São anos de espera pela reforma de um espaço que seria utilizado para eventos corporativos.

Redação, 08 de Agosto, 2019

A demora na conclusão da reforma do Centro de Convenções de Sergipe está sendo sentida amargamente pelo empresariado do setor de turismo do Estado. São cerca de quatro anos de espera pela reforma e ampliação de um espaço que seria utilizado para a realização de eventos corporativos, movimentando assim o turismo e a economia de Sergipe.
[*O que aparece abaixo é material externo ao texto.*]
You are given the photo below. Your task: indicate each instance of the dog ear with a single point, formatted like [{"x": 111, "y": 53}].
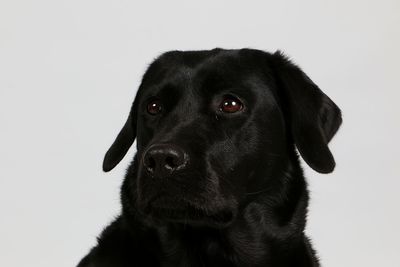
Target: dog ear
[
  {"x": 122, "y": 143},
  {"x": 313, "y": 117}
]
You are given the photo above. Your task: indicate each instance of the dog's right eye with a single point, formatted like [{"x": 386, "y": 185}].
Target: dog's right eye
[{"x": 154, "y": 107}]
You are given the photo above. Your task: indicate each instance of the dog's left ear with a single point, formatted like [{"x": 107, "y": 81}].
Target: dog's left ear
[
  {"x": 313, "y": 117},
  {"x": 122, "y": 143}
]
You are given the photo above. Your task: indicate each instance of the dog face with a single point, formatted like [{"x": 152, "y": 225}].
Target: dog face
[{"x": 213, "y": 127}]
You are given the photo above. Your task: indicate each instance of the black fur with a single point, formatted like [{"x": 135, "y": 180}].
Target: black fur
[{"x": 241, "y": 200}]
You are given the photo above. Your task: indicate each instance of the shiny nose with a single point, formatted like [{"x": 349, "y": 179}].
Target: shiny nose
[{"x": 164, "y": 159}]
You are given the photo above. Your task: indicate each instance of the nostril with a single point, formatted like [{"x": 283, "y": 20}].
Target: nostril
[
  {"x": 170, "y": 162},
  {"x": 150, "y": 164}
]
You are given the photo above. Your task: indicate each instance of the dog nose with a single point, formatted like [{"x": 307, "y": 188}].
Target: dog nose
[{"x": 164, "y": 159}]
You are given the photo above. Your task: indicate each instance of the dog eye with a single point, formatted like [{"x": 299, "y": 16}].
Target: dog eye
[
  {"x": 154, "y": 107},
  {"x": 230, "y": 105}
]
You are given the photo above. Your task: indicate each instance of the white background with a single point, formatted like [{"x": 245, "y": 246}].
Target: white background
[{"x": 69, "y": 71}]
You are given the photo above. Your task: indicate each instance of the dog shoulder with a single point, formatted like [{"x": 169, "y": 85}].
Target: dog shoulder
[{"x": 119, "y": 247}]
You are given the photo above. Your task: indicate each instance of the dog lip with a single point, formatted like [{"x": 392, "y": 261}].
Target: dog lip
[{"x": 162, "y": 208}]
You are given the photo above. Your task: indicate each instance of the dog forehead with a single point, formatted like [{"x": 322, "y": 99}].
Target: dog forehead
[{"x": 207, "y": 69}]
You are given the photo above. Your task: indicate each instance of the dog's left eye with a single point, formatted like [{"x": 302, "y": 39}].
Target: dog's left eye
[
  {"x": 154, "y": 107},
  {"x": 230, "y": 105}
]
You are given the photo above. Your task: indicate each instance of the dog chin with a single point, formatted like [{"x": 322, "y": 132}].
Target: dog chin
[{"x": 162, "y": 210}]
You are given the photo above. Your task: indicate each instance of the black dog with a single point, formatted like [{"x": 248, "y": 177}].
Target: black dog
[{"x": 216, "y": 180}]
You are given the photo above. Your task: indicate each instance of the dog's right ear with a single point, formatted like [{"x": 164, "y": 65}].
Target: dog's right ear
[{"x": 122, "y": 143}]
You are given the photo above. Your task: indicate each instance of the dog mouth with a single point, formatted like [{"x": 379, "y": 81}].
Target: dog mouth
[{"x": 165, "y": 209}]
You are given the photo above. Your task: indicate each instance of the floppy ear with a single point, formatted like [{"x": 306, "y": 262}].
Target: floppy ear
[
  {"x": 313, "y": 117},
  {"x": 122, "y": 143}
]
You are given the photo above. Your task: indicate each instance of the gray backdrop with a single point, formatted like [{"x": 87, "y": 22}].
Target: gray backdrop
[{"x": 70, "y": 69}]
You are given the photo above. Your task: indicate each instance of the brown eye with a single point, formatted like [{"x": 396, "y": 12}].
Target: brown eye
[
  {"x": 154, "y": 107},
  {"x": 230, "y": 105}
]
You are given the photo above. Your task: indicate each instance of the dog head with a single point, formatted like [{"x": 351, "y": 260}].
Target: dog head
[{"x": 213, "y": 126}]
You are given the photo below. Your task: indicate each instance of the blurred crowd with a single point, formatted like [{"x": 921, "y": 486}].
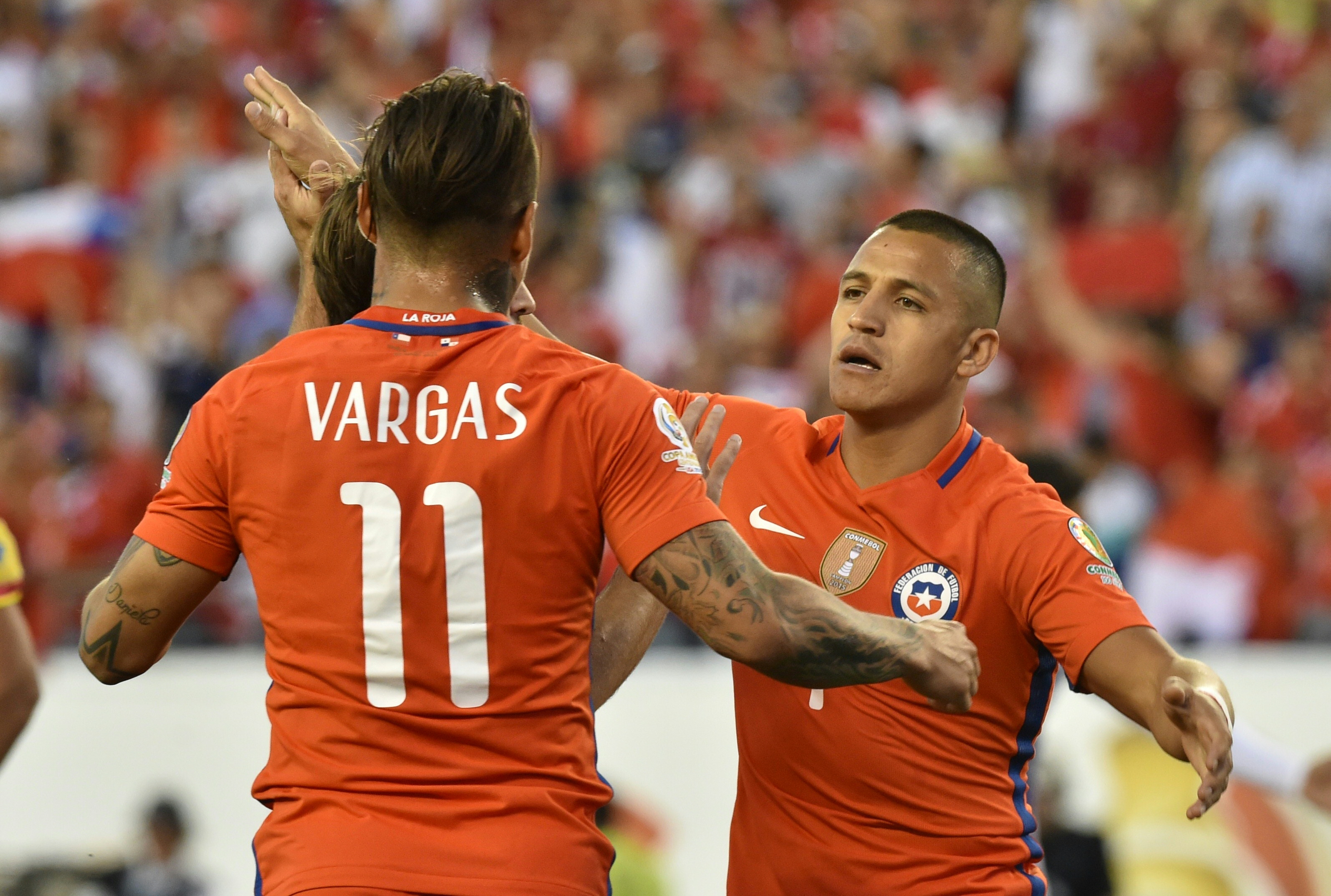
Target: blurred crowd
[{"x": 1156, "y": 172}]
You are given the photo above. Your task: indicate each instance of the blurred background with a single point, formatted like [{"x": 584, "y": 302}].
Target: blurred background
[{"x": 1156, "y": 172}]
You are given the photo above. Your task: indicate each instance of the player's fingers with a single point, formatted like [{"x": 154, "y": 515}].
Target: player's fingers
[
  {"x": 321, "y": 179},
  {"x": 284, "y": 95},
  {"x": 706, "y": 437},
  {"x": 283, "y": 176},
  {"x": 270, "y": 128},
  {"x": 692, "y": 414},
  {"x": 258, "y": 91},
  {"x": 717, "y": 476}
]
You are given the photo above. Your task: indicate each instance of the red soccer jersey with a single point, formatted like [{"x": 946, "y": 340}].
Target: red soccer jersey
[
  {"x": 867, "y": 790},
  {"x": 422, "y": 502}
]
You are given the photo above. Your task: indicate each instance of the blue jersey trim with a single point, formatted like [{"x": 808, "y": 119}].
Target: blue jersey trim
[
  {"x": 951, "y": 473},
  {"x": 1041, "y": 689},
  {"x": 596, "y": 760},
  {"x": 420, "y": 329}
]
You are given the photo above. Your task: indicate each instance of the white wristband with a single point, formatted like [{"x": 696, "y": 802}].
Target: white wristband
[{"x": 1220, "y": 699}]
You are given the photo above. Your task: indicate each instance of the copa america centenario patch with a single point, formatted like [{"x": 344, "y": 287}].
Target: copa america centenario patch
[
  {"x": 682, "y": 456},
  {"x": 850, "y": 561}
]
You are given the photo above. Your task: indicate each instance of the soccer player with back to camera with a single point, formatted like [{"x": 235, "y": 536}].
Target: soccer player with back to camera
[
  {"x": 422, "y": 497},
  {"x": 902, "y": 508}
]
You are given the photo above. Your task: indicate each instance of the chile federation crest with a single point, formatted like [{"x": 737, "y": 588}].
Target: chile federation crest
[{"x": 927, "y": 592}]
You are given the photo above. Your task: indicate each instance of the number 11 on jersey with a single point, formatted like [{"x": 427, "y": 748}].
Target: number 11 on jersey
[{"x": 381, "y": 590}]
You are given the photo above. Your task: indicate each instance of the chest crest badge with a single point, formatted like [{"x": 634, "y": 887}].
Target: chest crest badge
[
  {"x": 928, "y": 592},
  {"x": 851, "y": 561}
]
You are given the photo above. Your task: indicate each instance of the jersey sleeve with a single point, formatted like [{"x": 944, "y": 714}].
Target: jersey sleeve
[
  {"x": 649, "y": 480},
  {"x": 1063, "y": 583},
  {"x": 189, "y": 516},
  {"x": 681, "y": 400},
  {"x": 11, "y": 569}
]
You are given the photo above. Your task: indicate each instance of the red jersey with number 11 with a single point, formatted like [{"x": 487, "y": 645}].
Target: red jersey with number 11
[{"x": 422, "y": 501}]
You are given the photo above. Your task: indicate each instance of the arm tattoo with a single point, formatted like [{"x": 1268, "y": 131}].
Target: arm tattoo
[
  {"x": 103, "y": 650},
  {"x": 723, "y": 592},
  {"x": 164, "y": 558}
]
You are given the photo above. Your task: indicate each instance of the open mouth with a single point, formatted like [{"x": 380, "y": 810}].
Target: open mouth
[{"x": 852, "y": 358}]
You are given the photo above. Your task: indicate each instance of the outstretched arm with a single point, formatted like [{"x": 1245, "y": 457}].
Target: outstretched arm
[
  {"x": 796, "y": 633},
  {"x": 627, "y": 614},
  {"x": 131, "y": 617},
  {"x": 1177, "y": 699}
]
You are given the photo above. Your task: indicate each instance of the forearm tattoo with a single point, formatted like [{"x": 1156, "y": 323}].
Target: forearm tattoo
[
  {"x": 712, "y": 581},
  {"x": 101, "y": 651}
]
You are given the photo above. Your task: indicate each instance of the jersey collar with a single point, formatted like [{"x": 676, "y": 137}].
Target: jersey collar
[
  {"x": 413, "y": 323},
  {"x": 943, "y": 469}
]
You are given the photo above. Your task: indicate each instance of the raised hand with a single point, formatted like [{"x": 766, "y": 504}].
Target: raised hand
[
  {"x": 703, "y": 433},
  {"x": 945, "y": 667},
  {"x": 300, "y": 205},
  {"x": 1206, "y": 740},
  {"x": 300, "y": 135}
]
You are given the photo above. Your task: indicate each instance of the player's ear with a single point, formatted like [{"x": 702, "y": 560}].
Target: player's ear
[
  {"x": 979, "y": 352},
  {"x": 364, "y": 217},
  {"x": 523, "y": 236}
]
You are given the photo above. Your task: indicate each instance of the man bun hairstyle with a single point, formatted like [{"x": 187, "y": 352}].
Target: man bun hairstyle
[
  {"x": 343, "y": 257},
  {"x": 449, "y": 158},
  {"x": 983, "y": 261}
]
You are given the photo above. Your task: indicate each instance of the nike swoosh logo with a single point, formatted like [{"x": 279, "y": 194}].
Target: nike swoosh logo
[{"x": 758, "y": 522}]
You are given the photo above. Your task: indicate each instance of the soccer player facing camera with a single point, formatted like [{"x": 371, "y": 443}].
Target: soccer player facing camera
[
  {"x": 422, "y": 497},
  {"x": 902, "y": 508}
]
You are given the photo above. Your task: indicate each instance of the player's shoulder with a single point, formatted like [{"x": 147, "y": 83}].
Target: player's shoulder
[
  {"x": 1004, "y": 492},
  {"x": 765, "y": 424}
]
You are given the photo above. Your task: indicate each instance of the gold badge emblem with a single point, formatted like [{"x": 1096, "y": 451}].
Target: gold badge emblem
[{"x": 850, "y": 561}]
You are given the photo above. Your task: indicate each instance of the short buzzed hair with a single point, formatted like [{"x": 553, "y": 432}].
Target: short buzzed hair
[{"x": 983, "y": 261}]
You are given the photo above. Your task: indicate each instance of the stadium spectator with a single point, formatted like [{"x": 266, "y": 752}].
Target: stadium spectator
[{"x": 706, "y": 167}]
No entanto, o caminho trilhado pelos empresários foi o inverso, tendo que transformar o turismo corporativo em turismo de lazer, o que gerou grandes prejuízos não só para o setor, mas, para todo o estado.


Para grande parte dos empresários de hotelaria, o fechamento do Centro de Convenções foi um dos principais motivos da crise econômica vivida nos últimos anos pelo setor. O presidente da Associação da Indústria Hoteleira de Sergipe (Abih-SE), Antônio Carlos Franco Sobrinho, na última reunião com a imprensa, ocorrida na terça-feira, 6, afirmou que Sergipe saiu da rota dos grandes eventos após o fechamento do Centro para reforma.


“Não podemos nem prospectar eventos para mais de duas mil pessoas. Sergipe está fora desse roteiro e isso gera desemprego, as taxas de ocupação caem, enquanto isso, outros estados concorrentes estão fazendo outros centros de convenções modernos e pegando essa fatia do bolo”, disse o presidente.


Enquanto isso, em Salvador, capital do estado vizinho, Bahia, está com as construções do novo Centro de Convenções a todo vapor. A previsão é de que o local fique pronto no mês de setembro desse ano. Se a cidade já leva grandes eventos para lá, movimentando ainda mais o setor turístico local, que já é uma potência, com o novo espaço essa prospecção poderá ser ainda maior. O Centro de Convenções municipal de Salvador terá capacidade para receber 14 mil pessoas simultaneamente em congressos e convenções, além de dois espaços para shows, um na parte interna e outro na área externa, com possibilidade de atender 20 mil pessoas.